THE PEOPLE IN THE PICTURE

By

Pub Date: May 1st, 1988
Publisher: Ballantine

In this exceptional first novel, Middleton, who lectures on mythology at Oxford, offers an engrossing and affecting modern fairy-tale of a British woman who finds her unhappy life transformed by the disturbing intrusion of a figure from Welsh myth. Middleton snares the reader at once--""It was Jasmin who made the first move, not Lacy""--and never lets go as he weaves his brief but binding tale. Jasmin is 33, an illustrator who's taken the summer off to ponder her lonely, aimless existence. Lacy is a bald-headed youth, mid-20s, to whom Jasmin says hello one day and who proceeds to remold it through a series of unexpected, often frightening turns.
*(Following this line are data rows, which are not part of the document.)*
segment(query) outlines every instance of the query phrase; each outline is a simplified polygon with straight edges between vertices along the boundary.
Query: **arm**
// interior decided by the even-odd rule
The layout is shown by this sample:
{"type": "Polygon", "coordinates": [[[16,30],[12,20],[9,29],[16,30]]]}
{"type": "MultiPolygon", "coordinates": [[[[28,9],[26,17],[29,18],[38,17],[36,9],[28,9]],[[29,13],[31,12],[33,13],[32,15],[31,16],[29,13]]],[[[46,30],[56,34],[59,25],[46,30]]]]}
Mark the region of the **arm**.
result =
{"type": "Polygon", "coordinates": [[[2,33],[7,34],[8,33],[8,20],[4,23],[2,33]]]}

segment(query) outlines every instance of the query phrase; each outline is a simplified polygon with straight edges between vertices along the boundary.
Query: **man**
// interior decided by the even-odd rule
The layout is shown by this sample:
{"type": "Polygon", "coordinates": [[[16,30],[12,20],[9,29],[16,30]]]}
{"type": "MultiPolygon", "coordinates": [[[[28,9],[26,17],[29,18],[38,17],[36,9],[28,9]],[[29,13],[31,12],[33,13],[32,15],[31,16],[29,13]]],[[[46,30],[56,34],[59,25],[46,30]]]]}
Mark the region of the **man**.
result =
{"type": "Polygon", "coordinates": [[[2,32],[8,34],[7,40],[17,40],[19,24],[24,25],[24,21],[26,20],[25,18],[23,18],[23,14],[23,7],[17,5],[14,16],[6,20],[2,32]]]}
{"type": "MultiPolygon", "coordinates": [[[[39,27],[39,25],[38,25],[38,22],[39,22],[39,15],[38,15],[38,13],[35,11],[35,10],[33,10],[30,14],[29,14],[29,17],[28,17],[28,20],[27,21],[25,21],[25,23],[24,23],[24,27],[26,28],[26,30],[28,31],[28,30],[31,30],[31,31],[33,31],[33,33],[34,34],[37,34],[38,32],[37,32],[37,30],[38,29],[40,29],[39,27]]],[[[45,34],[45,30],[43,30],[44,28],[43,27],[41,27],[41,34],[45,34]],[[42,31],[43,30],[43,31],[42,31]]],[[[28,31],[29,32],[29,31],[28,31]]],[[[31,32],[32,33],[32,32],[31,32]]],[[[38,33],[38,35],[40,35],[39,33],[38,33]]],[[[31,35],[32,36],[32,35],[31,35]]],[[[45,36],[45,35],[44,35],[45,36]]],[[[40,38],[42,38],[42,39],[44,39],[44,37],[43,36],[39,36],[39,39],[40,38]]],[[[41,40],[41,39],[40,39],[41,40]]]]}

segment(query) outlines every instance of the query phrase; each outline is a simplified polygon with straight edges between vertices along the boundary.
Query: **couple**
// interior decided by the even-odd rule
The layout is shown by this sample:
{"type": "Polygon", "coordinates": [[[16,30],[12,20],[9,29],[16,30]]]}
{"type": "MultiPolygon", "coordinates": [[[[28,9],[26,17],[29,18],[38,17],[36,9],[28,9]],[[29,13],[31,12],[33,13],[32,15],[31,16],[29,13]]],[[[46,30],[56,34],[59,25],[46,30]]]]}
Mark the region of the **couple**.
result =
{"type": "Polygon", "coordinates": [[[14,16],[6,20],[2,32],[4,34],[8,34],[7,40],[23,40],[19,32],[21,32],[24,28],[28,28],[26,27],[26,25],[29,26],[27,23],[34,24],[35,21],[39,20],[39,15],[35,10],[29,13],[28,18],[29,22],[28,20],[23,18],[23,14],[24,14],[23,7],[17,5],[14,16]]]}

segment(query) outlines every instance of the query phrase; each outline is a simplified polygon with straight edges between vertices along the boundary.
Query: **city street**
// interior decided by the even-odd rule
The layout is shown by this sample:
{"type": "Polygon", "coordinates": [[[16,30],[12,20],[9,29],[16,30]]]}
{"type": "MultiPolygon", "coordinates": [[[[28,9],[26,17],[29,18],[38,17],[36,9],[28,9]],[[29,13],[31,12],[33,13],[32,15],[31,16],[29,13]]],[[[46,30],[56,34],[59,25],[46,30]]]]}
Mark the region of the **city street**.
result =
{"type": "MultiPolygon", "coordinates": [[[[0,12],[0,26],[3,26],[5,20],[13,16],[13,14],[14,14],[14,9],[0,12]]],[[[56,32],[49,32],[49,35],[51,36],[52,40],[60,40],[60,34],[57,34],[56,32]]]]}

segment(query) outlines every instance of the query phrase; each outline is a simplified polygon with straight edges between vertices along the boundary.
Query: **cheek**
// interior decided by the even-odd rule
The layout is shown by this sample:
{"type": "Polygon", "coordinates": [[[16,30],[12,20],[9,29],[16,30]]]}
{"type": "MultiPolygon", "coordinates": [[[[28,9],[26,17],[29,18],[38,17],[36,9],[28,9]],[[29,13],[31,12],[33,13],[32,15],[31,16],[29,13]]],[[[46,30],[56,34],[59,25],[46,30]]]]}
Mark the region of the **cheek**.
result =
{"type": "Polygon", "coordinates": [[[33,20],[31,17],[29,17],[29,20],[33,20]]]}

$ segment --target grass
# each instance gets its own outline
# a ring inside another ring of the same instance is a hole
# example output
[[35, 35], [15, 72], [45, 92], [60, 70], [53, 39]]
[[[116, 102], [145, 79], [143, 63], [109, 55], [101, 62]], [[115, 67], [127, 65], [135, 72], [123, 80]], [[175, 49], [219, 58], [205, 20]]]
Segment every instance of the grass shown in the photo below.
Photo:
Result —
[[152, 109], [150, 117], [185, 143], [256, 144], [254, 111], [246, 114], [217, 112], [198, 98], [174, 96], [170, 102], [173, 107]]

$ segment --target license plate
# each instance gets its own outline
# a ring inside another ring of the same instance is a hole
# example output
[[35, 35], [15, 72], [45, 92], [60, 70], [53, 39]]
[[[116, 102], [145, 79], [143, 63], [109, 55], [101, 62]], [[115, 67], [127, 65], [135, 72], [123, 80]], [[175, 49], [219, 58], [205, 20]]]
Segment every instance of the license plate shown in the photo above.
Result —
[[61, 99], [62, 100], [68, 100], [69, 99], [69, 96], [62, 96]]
At first Lacy appears to be a mere--if vaguely threatening--courter, bringing flowers to Jasmin but also unfathomable and oddly fixated on the photograph in her room of her family, divided by bitterness. And when he takes her on a trip to Wales, rather than seduce her, Lacy regales Jasmin with a moody Welsh folk tale. Lust and fear grow in Jasmin's mind, watered by eerie dreams and Lacy's seeming prophecy of a relative's death. Why is he obsessed with her family? Did he cause the death? Suddenly, Lacy vanishes as kindly Roland King, author of a retelling of the Taliesin myth--of a Welsh hero whose ageless mission is to help those in need--enters it. Jasmin and Roland romance and finally sleep together, a matched pair; but when Lacy reappears, a now-pregnant Jasmin throws herself at him even as he rejects her and involves himself in a crisis that's tearing her family apart. Lacy's maneuvers force Jasmin into facing family feelings--jealousy, fear of abandonment--that have crippled her, and into choosing between emotional bondage and freedom. Finally, Lacy--whom Jasmin now knows is Taliesin, and the spiritual father of her unborn child--says farewell as Roland reappears to share the rest of her life. With a sure hand that knows the little touches that can make fairy tales believable, Middleton guides his swift story and its memorable Lacy and Jasmin right to the emotional heart of the myth it invokes: a marvelous, romantic tale; the debut of a significant new fantasist.